Synopsis
Liam Neeson might have graduated to grandfather roles, but ‘they’ still need more men to tackle him!
Karachi: He may have grown older, but Liam Neeson still gets the job done. What if he is a grandfather in this low-budget Taken wannabe where he plays an off-the-books freelance FBI fixer who does his boss’s dirty work, he still doesn’t miss when someone threatens his family. Just like his last few flicks Honest Thief, The Marksman, and The Ice Road, in Blacklight he plays an everyday man who loves his family, comes with a particular set of skills, and will kill you, if you mess with his family. Simple!
Directed by Ozark co-creator Mark Williams, Blacklight begins as a political thriller, turns into a ‘Don’t mess with me’ alley in the second act, and ends with Liam Neeson’s character rescuing his family – daughter Amanda (Claire Van Der Boom), and granddaughter Natalie (Gabriella Sengos) – from the bad guys. It could have been more into the league of State of Play or some other political thriller featuring an investigative journalist, but it instead comes out as a Liam Neeson thriller, where there fewer the men, the better the result.
The film revolves around the murder of a liberal politician Sofia Flores (Mel Jarnson) who presumably dies in a hit-and-run after delivering an anti-state speech. When her boyfriend Dusty Crane (Taylor John Smith) who is an undercover FBI agent decides to turn whistleblower, Liam Neeson’s Travis Block tries to reason with him, only to see him gunned down in front of him. That’s when the FBI Fixer realizes that he might be on the wrong side of the law, and decides to end his arrangement with his boss Gabriel Robinson (Aidan Quinn), who makes the ultimate mistake – threatens his family!
From there onwards, Travis Block decides to do things his way and makes it his mission to exonerate his ex-colleague Dusty Crane with the help of an investigative journalist Mira Jones (Emmy Raver-Lampman). Needless to say, he manages to rescue his family, and save the day but not like the Liam Neeson we know. Here, the end comes without a quarter of the bloodshed the audience is used to in a Liam Neeson flick, while he also killed a smaller number of men than his previous flicks. At 69, Liam Neeson is slowing down and if he doesn’t quit in time, he might be laughed at just like Charles Bronson was laughed at after he did the Death Wish sequels.
Unlike Taken, where Liam Neeson’s character did everything according to his training, where the bad guys were really bad, and where tension kept rising with every passing minute, Blacklight is more like a TV drama. It wouldn’t be fair to say that Blacklight is nothing like Taken where a fitter, fiercer, and more ruthless Liam Neeson saved the day; here he is seen as an old paranoid man who takes it slow, which is as good as being dead in the line of business he is in. It takes a lot of time to ‘tick’ Neeson’s Block, and the way he gets his family back is more simple than brutal.

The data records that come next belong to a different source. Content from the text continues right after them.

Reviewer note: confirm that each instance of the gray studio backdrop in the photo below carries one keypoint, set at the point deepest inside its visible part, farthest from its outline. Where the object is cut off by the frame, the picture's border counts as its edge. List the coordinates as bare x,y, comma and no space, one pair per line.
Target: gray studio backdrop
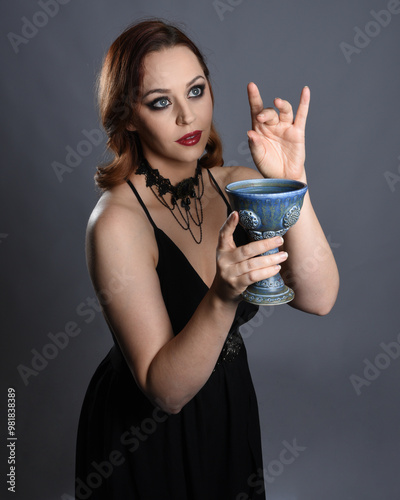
328,387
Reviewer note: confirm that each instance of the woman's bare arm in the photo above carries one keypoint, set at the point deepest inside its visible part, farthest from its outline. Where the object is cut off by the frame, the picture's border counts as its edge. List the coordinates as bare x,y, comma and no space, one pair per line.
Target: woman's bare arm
169,369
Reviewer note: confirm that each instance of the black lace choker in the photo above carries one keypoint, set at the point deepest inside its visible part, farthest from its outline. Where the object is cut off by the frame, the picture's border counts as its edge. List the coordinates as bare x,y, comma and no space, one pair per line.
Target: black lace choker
185,191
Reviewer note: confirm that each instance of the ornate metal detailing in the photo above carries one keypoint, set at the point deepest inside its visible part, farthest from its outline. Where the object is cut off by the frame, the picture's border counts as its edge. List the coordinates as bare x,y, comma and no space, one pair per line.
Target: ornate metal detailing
271,234
249,219
291,216
256,235
269,283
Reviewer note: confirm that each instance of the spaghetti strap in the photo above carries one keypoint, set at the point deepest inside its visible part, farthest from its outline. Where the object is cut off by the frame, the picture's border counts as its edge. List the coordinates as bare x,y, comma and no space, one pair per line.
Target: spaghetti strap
141,203
212,178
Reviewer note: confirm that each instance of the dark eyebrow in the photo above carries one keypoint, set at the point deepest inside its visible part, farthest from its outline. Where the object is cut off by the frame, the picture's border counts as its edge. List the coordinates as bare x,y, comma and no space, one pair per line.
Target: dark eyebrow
165,91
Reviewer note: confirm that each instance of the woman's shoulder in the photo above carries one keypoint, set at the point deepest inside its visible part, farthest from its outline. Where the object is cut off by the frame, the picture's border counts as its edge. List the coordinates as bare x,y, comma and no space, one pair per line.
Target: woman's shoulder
118,217
225,175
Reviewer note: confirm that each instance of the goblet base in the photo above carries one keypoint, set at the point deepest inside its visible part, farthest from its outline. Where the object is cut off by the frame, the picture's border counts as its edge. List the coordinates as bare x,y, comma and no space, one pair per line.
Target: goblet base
262,297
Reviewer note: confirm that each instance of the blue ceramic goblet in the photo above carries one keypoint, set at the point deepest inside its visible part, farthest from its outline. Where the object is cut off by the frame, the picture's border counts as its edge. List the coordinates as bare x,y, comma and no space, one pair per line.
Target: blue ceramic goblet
267,208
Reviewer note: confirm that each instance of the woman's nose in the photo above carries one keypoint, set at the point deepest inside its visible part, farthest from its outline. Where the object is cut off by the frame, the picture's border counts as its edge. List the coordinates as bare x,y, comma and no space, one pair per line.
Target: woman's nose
185,114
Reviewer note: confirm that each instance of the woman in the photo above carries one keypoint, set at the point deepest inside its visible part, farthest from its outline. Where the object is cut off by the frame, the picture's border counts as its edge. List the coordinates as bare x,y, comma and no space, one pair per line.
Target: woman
171,412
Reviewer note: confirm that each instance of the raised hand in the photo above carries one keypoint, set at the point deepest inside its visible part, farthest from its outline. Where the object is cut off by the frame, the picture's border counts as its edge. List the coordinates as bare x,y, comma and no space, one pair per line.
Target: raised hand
277,141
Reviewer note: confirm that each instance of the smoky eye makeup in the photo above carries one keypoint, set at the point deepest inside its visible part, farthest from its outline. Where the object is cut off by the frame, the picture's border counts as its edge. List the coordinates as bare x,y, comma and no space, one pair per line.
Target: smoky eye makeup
163,102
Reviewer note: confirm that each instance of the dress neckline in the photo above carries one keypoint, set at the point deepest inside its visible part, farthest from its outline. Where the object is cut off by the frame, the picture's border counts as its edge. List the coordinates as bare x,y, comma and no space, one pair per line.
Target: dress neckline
157,229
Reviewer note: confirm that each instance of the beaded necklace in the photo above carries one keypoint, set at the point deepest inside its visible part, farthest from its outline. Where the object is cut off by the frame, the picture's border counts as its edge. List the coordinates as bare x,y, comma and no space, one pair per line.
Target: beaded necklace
186,190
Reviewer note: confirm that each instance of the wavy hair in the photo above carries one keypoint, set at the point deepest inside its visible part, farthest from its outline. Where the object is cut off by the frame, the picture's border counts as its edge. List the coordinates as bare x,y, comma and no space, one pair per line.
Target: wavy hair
119,86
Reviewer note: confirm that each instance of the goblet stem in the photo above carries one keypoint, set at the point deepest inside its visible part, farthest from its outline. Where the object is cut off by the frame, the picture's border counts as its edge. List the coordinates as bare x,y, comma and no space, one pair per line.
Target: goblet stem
271,291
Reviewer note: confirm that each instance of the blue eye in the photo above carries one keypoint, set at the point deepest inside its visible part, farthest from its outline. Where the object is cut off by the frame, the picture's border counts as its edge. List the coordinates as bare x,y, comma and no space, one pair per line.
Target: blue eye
163,102
196,91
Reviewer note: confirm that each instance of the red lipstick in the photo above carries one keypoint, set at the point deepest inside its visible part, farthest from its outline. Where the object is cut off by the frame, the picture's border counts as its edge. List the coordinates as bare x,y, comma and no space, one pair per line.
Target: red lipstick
190,139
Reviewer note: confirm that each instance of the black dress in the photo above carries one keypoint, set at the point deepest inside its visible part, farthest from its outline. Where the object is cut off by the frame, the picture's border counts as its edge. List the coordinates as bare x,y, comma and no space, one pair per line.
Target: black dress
211,450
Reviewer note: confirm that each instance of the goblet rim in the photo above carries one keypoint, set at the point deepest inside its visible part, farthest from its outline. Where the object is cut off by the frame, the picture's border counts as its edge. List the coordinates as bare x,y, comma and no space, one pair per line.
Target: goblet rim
233,187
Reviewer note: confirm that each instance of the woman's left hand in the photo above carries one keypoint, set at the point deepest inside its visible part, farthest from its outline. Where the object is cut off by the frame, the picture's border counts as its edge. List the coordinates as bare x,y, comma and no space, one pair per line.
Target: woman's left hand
277,142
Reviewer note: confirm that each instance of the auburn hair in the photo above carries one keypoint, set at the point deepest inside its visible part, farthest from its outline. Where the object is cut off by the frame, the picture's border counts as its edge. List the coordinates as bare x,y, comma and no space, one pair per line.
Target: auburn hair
119,86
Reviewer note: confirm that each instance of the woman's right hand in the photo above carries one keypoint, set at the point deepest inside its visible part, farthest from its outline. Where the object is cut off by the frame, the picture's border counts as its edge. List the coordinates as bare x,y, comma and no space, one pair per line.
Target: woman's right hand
239,267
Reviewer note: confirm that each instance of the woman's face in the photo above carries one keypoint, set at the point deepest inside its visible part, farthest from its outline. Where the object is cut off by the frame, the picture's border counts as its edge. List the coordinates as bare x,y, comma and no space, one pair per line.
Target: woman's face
174,114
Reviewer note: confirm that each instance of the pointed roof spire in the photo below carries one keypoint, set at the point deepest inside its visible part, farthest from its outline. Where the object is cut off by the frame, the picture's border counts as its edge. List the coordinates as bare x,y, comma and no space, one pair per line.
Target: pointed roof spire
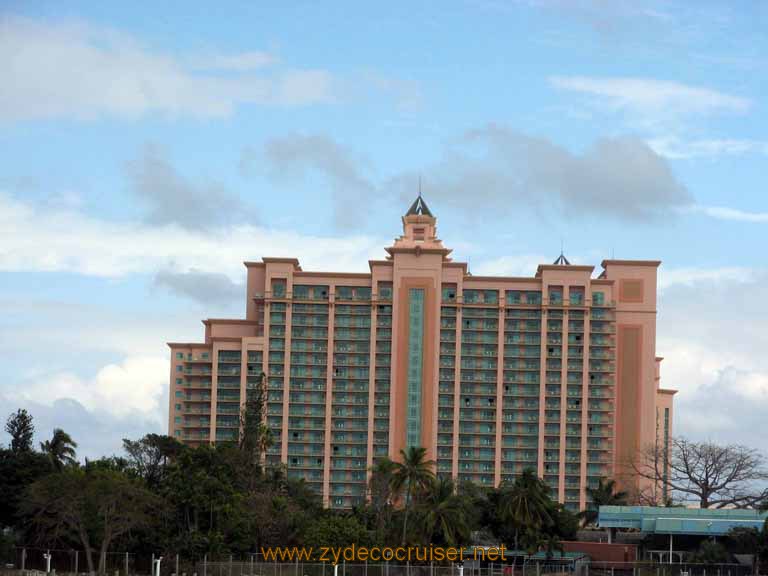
419,207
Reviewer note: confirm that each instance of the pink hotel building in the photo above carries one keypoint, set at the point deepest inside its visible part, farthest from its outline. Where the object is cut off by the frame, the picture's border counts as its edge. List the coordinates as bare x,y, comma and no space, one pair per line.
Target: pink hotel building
492,375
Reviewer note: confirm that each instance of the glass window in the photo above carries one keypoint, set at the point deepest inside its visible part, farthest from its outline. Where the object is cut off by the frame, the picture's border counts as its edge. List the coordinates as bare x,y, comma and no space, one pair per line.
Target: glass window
343,292
278,288
598,298
301,292
449,293
513,297
415,357
385,292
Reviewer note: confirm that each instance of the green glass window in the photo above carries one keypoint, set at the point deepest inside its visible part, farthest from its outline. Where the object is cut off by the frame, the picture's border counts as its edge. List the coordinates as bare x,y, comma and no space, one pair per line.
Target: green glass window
415,365
278,288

How he would have reacted had his character not been suffering from OCD, doesn’t seem to matter for the writers, for he would have done more or less the same thing. It seems his character was OCD when he wanted it, and not OCD when he didn’t want it, making it a funny quirk than a characteristic. The absence of security at the FBI director’s house, the simple robbery at such a high-profile person’s house, and how the horrific details of the crimes against US citizens were released to the public, was executed badly.
To watch Liam Neeson fight four men in a closed space is an insult to the veteran actor who could still take down fifty, given a good director. And if his family was being taken care of by the man, he believed to be the antagonist, then either that man wasn’t that bad, or Liam Neeson’s character was paranoid. Ever seen someone take care of the kidnapped people, who are held as leverage? Nope, neither have I.
No other character had more scenes than veteran Aidan Quinn who finally had a substantial role for a change. But then, he wasn’t playing a character; he was seemingly playing the reincarnation of J Edgar Hoover who used the FBI as his own personal killing machine. The deadly combination of Liam Neeson and Aidan Quinn would have been a hit in the Bullitt days but sadly that film came out more than fifty years back.
Yes, the chase sequences were well executed but they had nothing special; and if you watch the scene before the chase began, you would wish you hadn’t seen it for it’s so ‘childishly’ executed. With the standards of action flicks rising every passing day in this digital age, making a 70’s kind of film wouldn’t help a nearly 70-year-old Liam Neeson at all. He should either follow the Samuel L Jackson trajectory and work with a younger actor to lift his profile or do something unlike Liam Neeson to surprise all.
There was a fight scene in the movie where a younger Taylor John Smith mocks Liam Neeson’s character by saying ‘You’re slipping, losing your grip’, when in fact the audience must be telling that to the veteran actor. His shelf life as an action hero might be ending, and it would be better if he goes his way, instead of being booed away after another Taken-inspired venture. He shouldn’t prolong his seemingly endless run as an action hero and must try something different, otherwise, he will tarnish his own reputation as a diverse actor who was once nominated for an Oscar!